- Born: June 30, 1989 (age 37)
- Education: Nanyang Technological University
- Years active: 2003–present
- Known for: Supermodel Me contestant

= Lynn Yang Wolf =

Burmese-German model

Lynn Yang Wolf (born June 30, 1989) is a Myanmar-German model and business woman best known for representing Myanmar in Supermodel Me (season 3). She has graced the covers of several magazines in Myanmar, including Focus Online, Lifestyle, Fashion Image, and SH, and has been featured in FHM (Singapore) and Female (Singapore). She has completed her bachelor's degree in Digital Filmmaking at the Art, Design & Media school of Nanyang Technological University.

==Model career==

Her first break was in 2003 when she was approached by Adidas Myanmar to be featured in their campaign.

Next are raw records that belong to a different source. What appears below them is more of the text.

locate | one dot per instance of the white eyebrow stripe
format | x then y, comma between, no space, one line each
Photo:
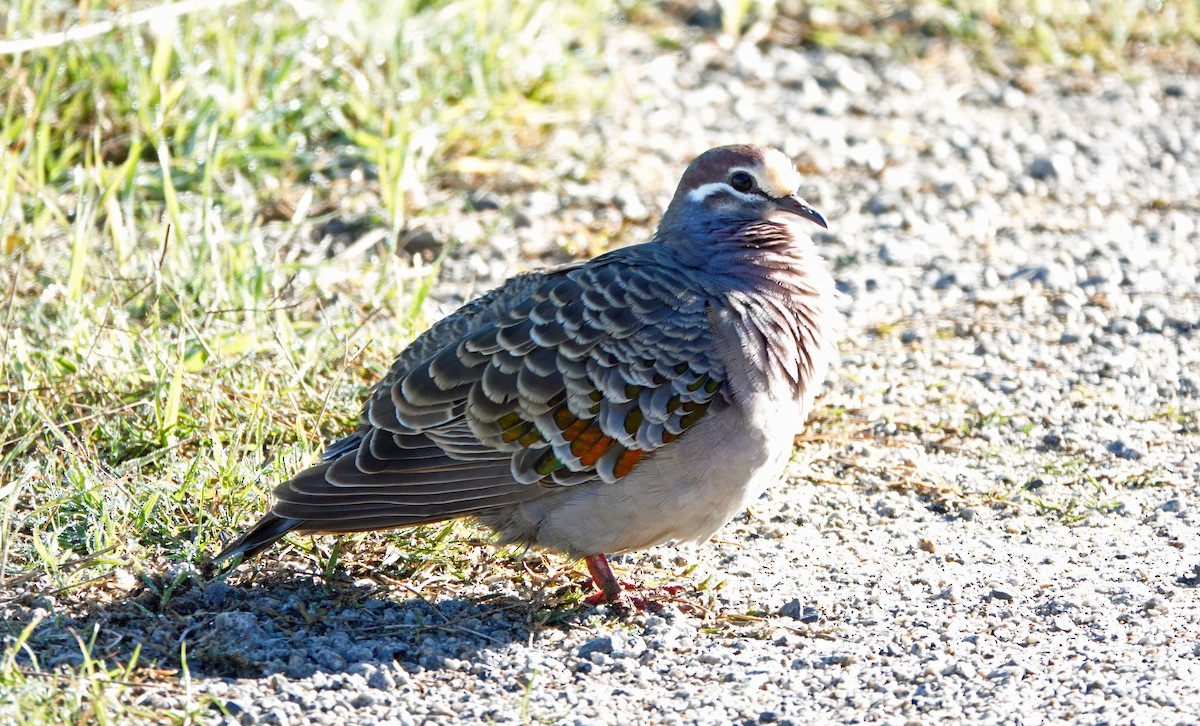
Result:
707,190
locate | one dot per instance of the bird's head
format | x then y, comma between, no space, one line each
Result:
737,185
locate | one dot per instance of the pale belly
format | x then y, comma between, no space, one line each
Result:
685,492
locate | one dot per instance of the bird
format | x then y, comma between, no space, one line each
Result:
641,397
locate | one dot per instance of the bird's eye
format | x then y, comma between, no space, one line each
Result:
742,181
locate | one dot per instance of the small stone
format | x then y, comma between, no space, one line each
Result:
797,611
1125,450
1174,505
598,645
1001,593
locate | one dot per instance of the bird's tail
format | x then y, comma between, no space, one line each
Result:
258,538
271,527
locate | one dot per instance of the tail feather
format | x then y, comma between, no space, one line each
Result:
258,538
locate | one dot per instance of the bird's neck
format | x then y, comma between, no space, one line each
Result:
781,299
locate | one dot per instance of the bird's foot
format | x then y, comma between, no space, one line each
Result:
623,594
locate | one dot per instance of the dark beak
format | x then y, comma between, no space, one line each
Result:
801,208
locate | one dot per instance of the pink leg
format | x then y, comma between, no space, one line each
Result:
604,580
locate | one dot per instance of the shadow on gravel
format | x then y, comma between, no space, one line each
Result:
282,624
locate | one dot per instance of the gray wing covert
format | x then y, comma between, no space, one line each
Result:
598,367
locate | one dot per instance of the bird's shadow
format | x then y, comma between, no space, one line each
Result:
286,623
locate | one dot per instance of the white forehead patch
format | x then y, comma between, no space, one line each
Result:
778,175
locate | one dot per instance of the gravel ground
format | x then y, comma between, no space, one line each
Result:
995,514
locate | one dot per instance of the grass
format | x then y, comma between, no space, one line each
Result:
173,339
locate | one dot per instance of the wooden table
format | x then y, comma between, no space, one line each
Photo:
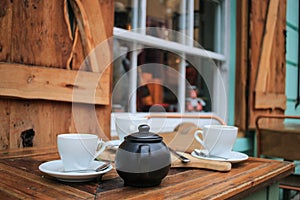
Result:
20,178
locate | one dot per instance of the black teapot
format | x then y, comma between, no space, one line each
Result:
143,159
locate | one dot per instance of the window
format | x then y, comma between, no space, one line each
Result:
170,56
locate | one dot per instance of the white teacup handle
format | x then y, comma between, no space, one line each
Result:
196,135
103,146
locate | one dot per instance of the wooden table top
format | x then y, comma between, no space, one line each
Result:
21,178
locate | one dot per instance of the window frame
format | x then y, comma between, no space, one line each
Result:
221,59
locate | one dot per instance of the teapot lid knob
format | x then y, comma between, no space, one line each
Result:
144,128
144,135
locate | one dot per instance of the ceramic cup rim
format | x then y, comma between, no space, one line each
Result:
76,136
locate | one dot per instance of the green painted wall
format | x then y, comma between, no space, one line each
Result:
292,56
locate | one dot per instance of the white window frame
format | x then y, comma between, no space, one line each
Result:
140,38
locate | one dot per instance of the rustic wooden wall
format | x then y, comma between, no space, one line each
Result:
52,37
260,80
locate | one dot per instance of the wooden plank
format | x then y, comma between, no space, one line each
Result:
54,84
276,76
240,113
268,39
4,119
26,115
39,38
94,38
5,24
268,100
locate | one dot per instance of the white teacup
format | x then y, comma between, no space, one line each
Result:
127,124
217,139
77,151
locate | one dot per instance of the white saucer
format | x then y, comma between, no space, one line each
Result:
55,168
233,157
113,144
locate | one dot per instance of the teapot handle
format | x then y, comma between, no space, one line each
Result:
144,165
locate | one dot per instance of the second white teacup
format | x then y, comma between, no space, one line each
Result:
217,139
127,124
77,151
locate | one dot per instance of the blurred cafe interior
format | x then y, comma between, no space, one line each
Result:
180,64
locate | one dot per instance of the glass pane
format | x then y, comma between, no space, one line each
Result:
123,14
164,15
158,81
199,85
121,76
207,24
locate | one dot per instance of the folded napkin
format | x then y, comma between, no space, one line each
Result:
200,163
109,155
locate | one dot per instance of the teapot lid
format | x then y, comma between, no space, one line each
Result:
144,135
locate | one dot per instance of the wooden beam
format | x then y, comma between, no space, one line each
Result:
264,61
36,82
270,100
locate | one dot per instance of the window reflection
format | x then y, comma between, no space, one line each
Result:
157,73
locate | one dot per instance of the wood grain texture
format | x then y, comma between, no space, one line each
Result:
41,60
34,82
265,55
243,179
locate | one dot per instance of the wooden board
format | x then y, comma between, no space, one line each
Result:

She was quickly found by Star Cola soon after which led on to major billboards in Yangon. She was nicknamed "The Star Cola Girl." However the modeling industry in Myanmar at that time was not interested in Pan-Asian faces.

In Singapore Lynn had better luck finding jobs especially in print ads and music videos. However, there was a large number of Pan-Asian models in the market which made it hard to stand out.

Her big break came in 2011 when she was selected to participate in Supermodel Me (Season 3), a reality TV show that consisted of a group of models competing for an array of prizes. She was the first contestant in Supermodel Me history to be disqualified.

She was then featured FEMALE magazine's "FEMALE's 50 Gorgeous People" (November 2011) and FHM (Singapore) (August 2012).

==Controversy==

During the filming of Supermodel Me (Season 3) Lynn and another competitor snuck out of the model house in the middle of the night and came back 2 hours later, intoxicated. She claimed to not be the person in charge of the arrangement of sneaking out but was still disqualified in an unexpected elimination. Her competitor was voted to still compete but with a disadvantage at the next photoshoot.

The New Paper later reported that Lynn's cat had died during her filming of Supermodel Me (Season 3) something she only found out when she snuck out of the model house and into her own house in Singapore, and therefore, was not in a mood to put up a good explanation to avoid disqualification.

Lynn also claimed that a rival competitor had tricked her to sneak out, and in the Reunion episode of Supermodel Me (Season 3) was able to clear the air with the audience of her sudden disqualification.